Domain Specialization: Domain-specific models (e.g., JobBERT-v3, CurriculumMatch) consistently achieve higher scores than general-purpose models (e.g., Qwen3-Embed) on most tasks.
- Example: On Skill Normalization (SNorm), CurriculumMatch achieved 88.2 MAP, compared to 65.5 for Qwen3-Embed and 47.4 for BM25.
- Example: On Candidate Recommendation (CRec), Qwen3-Embed scored 50.4, while JobBERT-v3 scored 43.4, showing that general large models can compete in specific cross-lingual scenarios.
Multilingual Capability: The framework successfully evaluated models across 28 languages, demonstrating that cross-lingual setups are feasible and measurable within a unified system.

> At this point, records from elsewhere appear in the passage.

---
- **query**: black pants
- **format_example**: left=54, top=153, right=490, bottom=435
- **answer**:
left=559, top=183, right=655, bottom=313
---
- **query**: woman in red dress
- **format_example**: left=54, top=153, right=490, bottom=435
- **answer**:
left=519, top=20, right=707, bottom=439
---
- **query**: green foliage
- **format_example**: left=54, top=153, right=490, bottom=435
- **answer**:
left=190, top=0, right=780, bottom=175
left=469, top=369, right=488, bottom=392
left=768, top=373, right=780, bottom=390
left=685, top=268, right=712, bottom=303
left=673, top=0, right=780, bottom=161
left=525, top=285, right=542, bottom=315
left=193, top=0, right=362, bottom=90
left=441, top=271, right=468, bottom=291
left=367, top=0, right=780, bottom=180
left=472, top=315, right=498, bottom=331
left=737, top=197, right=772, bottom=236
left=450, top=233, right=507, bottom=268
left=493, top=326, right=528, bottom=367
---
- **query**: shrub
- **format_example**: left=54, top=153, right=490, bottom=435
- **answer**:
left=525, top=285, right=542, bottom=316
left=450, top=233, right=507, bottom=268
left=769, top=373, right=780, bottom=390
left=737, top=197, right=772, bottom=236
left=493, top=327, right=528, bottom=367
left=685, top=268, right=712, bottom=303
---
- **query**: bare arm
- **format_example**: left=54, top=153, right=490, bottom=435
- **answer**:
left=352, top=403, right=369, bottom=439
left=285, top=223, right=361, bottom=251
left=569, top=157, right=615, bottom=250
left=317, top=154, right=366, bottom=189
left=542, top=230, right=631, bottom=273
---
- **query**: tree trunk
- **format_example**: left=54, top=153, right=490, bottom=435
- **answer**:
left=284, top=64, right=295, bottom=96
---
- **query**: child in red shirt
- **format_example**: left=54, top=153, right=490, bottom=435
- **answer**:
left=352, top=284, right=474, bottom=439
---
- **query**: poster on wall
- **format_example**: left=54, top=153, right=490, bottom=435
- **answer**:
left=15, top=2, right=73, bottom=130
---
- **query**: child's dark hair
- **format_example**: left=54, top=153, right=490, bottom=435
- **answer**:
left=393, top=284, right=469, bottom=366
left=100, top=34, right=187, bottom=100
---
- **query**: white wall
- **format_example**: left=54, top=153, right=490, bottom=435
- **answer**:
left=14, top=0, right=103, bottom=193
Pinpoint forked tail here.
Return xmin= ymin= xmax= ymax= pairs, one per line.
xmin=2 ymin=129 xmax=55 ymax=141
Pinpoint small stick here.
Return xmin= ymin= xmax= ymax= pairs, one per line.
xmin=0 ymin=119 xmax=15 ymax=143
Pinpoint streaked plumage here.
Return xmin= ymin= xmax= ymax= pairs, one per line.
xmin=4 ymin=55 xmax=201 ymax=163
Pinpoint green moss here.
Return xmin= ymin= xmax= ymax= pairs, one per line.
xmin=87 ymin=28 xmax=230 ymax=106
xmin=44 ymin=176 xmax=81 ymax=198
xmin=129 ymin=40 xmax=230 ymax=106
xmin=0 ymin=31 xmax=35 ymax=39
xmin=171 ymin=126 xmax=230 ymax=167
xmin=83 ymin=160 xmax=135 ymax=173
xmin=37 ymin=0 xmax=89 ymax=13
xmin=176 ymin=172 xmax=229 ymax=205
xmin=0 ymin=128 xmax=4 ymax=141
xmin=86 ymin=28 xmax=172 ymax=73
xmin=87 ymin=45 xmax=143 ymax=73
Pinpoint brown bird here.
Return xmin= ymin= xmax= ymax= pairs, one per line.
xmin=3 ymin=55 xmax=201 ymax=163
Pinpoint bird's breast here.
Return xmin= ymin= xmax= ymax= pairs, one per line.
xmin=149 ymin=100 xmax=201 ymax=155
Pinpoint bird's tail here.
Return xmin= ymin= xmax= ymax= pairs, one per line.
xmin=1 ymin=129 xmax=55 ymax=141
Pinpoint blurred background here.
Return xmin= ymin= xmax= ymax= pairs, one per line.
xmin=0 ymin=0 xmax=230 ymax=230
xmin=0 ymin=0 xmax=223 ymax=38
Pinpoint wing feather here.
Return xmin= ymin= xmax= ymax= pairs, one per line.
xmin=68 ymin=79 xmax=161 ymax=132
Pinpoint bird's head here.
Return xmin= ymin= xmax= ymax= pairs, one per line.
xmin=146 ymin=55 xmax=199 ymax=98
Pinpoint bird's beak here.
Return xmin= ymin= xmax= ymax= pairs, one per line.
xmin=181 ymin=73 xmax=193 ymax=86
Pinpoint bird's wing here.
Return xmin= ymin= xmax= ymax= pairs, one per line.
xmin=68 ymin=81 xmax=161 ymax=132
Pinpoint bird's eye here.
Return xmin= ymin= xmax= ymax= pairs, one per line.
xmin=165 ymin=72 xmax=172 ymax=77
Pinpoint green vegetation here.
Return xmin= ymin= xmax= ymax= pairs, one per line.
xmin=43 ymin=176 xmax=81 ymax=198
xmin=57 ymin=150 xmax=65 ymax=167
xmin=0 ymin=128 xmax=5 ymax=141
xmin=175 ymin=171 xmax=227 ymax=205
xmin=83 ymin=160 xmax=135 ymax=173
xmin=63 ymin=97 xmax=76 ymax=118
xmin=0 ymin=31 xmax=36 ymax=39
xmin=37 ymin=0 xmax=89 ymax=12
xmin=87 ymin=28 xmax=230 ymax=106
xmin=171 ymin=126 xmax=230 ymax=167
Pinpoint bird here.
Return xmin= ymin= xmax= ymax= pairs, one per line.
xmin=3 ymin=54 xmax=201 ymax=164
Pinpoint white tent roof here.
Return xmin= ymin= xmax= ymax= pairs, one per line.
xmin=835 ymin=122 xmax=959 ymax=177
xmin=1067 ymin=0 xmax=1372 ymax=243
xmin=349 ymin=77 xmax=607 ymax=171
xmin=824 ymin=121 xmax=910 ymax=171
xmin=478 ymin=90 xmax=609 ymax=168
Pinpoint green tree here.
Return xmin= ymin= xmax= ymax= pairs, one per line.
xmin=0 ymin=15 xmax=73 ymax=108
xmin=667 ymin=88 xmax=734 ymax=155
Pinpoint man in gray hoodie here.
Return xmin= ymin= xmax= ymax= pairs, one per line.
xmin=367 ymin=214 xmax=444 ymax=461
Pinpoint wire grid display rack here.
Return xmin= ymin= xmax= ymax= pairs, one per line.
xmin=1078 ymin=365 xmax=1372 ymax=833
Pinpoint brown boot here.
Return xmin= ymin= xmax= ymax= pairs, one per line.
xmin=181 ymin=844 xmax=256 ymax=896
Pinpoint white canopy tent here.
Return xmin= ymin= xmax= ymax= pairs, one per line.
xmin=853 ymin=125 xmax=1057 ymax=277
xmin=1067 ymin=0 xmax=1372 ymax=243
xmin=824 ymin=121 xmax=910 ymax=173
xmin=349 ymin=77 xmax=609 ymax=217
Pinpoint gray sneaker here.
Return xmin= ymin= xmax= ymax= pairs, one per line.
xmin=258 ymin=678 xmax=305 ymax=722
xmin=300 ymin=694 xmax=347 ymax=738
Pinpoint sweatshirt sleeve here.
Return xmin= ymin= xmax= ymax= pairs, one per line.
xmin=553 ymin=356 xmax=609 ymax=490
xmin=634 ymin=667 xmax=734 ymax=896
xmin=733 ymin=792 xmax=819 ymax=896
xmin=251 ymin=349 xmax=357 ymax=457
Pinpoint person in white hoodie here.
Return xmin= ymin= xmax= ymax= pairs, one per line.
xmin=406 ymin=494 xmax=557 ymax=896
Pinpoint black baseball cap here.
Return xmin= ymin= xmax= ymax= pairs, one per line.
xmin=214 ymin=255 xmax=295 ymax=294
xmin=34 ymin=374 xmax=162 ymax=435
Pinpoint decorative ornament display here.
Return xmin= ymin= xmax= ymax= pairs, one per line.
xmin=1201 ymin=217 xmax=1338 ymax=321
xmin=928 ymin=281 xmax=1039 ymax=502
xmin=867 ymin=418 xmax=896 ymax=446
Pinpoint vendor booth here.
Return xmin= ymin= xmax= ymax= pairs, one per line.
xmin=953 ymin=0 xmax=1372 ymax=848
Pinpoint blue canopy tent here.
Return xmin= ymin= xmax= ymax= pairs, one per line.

5. Significance and Broader Impact

Regulatory Compliance: By enabling standardized, transparent, and reproducible evaluation, WorkRB supports compliance with the EU AI Act and GDPR, particularly for "high-risk" employment AI systems. It allows for independent auditing without requiring the release of sensitive raw data.
Language Representativeness: Shifts the focus from English-centric evaluation to a truly multilingual approach, improving accessibility for underrepresented language populations in the labor market.
Community Growth: Establishes a sustainable contribution model that incentivizes participation from all sectors (industry, academia, government), fostering a shared resource for the global HR and AI community.
Future Directions: The framework is designed to evolve, with planned extensions to include career path recommendation, temporal evaluation dimensions, and integration of Large Language Models (LLMs) and re-ranking architectures.

In summary, WorkRB addresses the critical lack of standardization in Work-Domain AI by providing a flexible, privacy-preserving, and multilingual evaluation ecosystem that bridges the gap between academic research and industrial application.